Acho que o leitor ainda se lembra de Bento Carneiro, o vampiro brasileiro, que fez sucesso num programa humorístico de televisão, tempos atrás.

O que nem todos sabem, porém, é que esse brasileiro típico, já tão sem sorte, teve ainda o azar de encontrar em certa madrugada, quando perambulava pelas ruas da capital federal, um índio estirado num banco na Praça dos Três Poderes, dormindo embriagado.

Nosso vampiro, mais generoso que os jovens estudantes que atiraram álcool e atearam fogo no pobre Galdino, fez a coisa ao contrário, ou seja, sugou o sangue do ébrio dorminhoco, ficou de fogo e acabou no dia seguinte com uma tremenda ressaca e uma terrível dor de cabeça.

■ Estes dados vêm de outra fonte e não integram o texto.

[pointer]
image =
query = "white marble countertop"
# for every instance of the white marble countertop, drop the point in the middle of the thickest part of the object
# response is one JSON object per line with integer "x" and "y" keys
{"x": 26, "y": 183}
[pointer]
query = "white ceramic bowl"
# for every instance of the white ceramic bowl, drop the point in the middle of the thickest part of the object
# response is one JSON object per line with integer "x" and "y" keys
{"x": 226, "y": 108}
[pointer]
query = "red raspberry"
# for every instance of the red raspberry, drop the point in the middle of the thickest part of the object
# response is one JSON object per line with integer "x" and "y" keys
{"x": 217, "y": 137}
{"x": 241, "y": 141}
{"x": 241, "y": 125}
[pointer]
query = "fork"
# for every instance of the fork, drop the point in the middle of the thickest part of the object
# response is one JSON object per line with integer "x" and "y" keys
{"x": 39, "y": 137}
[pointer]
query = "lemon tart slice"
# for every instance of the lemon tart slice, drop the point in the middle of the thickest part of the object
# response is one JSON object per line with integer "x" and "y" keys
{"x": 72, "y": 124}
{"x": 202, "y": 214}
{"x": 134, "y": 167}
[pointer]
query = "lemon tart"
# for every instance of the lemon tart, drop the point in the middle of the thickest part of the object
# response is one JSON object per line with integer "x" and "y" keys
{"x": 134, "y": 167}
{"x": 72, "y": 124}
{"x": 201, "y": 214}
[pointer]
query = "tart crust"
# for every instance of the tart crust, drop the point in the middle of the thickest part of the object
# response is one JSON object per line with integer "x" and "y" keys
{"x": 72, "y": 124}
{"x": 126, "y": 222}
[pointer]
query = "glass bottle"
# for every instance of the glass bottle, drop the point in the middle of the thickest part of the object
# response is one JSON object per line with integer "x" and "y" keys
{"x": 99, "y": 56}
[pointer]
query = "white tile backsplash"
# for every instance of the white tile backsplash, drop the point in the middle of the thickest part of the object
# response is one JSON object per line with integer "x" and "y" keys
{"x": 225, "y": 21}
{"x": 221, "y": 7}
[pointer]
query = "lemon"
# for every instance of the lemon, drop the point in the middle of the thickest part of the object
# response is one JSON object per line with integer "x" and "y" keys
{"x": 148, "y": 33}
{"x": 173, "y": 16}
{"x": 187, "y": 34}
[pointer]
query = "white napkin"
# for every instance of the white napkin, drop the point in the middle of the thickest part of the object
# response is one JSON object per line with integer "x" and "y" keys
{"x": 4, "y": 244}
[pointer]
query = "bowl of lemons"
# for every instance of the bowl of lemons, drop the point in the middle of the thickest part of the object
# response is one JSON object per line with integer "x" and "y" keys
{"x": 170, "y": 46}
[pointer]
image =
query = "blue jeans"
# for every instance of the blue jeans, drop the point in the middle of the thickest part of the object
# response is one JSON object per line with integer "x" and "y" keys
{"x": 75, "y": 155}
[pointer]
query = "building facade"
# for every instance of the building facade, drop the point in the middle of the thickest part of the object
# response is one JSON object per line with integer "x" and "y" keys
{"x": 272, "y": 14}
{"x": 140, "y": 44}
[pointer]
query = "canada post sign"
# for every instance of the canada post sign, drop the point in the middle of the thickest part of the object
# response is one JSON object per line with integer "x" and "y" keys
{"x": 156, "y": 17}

Foi aí que ele teve uma boa idéia e entabulou conversa com seu assistente, demonstrando muito enfado e a firme resolução de mudar de vida.

-- Sabe no que eu tô pensando, Calunga?
-- Pera aí, não vai dizê que patrão tá pensando em casá?
-- Deixe de sê bobo, Calunga! Se pra casá precisasse de pensá, ninguém casava. O que eu tô querendo é me arretirá e fazê penitência. Acho que errei de vocação e não quero mais ser vampiro. Vou me converter num ermitão do deserto.
-- Eba! Se patrão se torná um monge, eu me transformo em buda brasileiro.
-- O cê?! Só se for um buda mole, que é o máchimo que o cê vai conseguir sê.
-- Ei patrão! Agora fiquei triste, pois acabei de alembrá que no Brasil não tem deserto.
-- Já vem o cê ponhá areia no meu prato. Tá pensando que eu me preocupo com isso? Vou me desertá porque quero, mas se eu não querê ir pro deserto, o deserto vem até eu. E de agora por diante me chame de mestre que o cê vai sê meu discípulo.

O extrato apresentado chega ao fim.